A Arábia Saudita afirmou que suas defesas aéreas interceptaram e destruíram um drone houthi que tentava sobrevoar a cidade sagrada de Meca, enquanto aviões de guerra sauditas continuavam a bombardear o Iêmen, aumentando os temores de que o conflito se espalhe ainda mais pelo Oriente Médio. A coalizão militar liderada pela Arábia Saudita afirmou que a segurança de Meca, onde estão os locais mais sagrados do Islamismo, afirmou que era uma 'linha vermelha' e que tomaria as medidas necessárias contra os houthis. Os rebeldes houthis, apoiados pelo Irã, no Iêmen, têm atacado território saudita , oleodutos e navios, mas negaram ter Meca como alvo.
'As alegações de que Meca seria o alvo são uma mentira antiga, já usada antes e que não engana mais ninguém', disse o porta-voz Hazem al-Assad. A violência continuou a se espalhar após os significativos avanços territoriais dos houthis no Iêmen na semana passada. Na última quarta, os houthis alegaram que aviões de guerra sauditas estavam realizando intensos ataques aéreos no Iêmen, com o porta-voz militar do grupo afirmando que até 450 ataques aéreos haviam sido realizados nesta semana. O grupo alegou ter abatido um caça F-15 saudita.
Rebeldes huthis no Iêmen. MOHAMMED HUWAIS / AFP Os houthis assumiram o controle de partes da costa do Mar Vermelho do Iêmen, com vista para o Estreito de Bab el-Mandab, uma das vias navegáveis mais importantes do mundo, ameaçando as exportações de petróleo sauditas desviadas do Estreito de Ormuz. Os houthis também tomaram o controle de ilhas altamente estratégicas no Estreito de Bab el-Mandab. O grupo rebelde disparou repetidamente contra a Arábia Saudita na última semana, causando alarmes em cidades do sul e do oeste do país, e a Arábia Saudita emitiu alertas de segurança em várias partes do país na terça-feira, incluindo em Meca. O conflito já causou uma grave interrupção no fornecimento de petróleo. Na semana passada, um ataque atribuído a combatentes alinhados ao Irã no Iraque destruiu o oleoduto leste-oeste da Arábia Saudita, a principal rota usada para desviar as exportações do estreito de Ormuz, que está bloqueado. Os crescentes ataques contra a Arábia Saudita alimentaram os temores de que mais nações muçulmanas possam ser arrastadas para a violência que se espalha pelo Oriente Médio.

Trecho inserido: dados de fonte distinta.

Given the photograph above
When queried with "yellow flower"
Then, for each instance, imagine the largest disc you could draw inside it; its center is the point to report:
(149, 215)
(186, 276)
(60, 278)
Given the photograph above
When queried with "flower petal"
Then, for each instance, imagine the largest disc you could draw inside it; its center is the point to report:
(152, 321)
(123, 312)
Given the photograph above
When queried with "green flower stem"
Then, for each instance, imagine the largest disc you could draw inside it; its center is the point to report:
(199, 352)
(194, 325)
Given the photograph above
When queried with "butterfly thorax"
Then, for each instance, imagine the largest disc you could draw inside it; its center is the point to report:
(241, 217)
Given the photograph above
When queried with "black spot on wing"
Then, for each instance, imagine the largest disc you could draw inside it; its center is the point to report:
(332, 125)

Em agosto, um pacto de defesa foi assinado entre a Arábia Saudita, a Turquia e o Paquistão, declarando que qualquer ataque contra um país seria 'considerado um ataque contra todos eles'. Na quarta-feira, o primeiro-ministro paquistanês, Shehbaz Sharif, se juntou à condenação do ataque com drones em Meca e afirmou que seu país e os sauditas estão 'inabalavelmente unidos, ombro a ombro'. O Paquistão já havia destacado suas forças e aeronaves militares para bases aéreas na Arábia Saudita, em conformidade com um acordo de defesa conjunta anterior. A Organização de Cooperação Islâmica também condenou o que chamou de ataque 'hediondo' à cidade sagrada do Islã, culpando os houthis.

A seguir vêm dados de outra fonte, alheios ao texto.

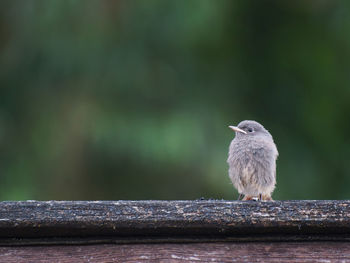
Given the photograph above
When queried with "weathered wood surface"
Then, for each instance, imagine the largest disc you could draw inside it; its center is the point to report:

A Arábia Saudita lidera uma coalizão que luta contra os houthis desde 2015. O conflito havia se acalmado em grande parte sob um cessar-fogo nos últimos anos, mas reacendeu quando os houthis declararam um bloqueio naval contra a Arábia Saudita em julho e dispararam contra áreas do sul do reino, e se intensificou significativamente neste mês.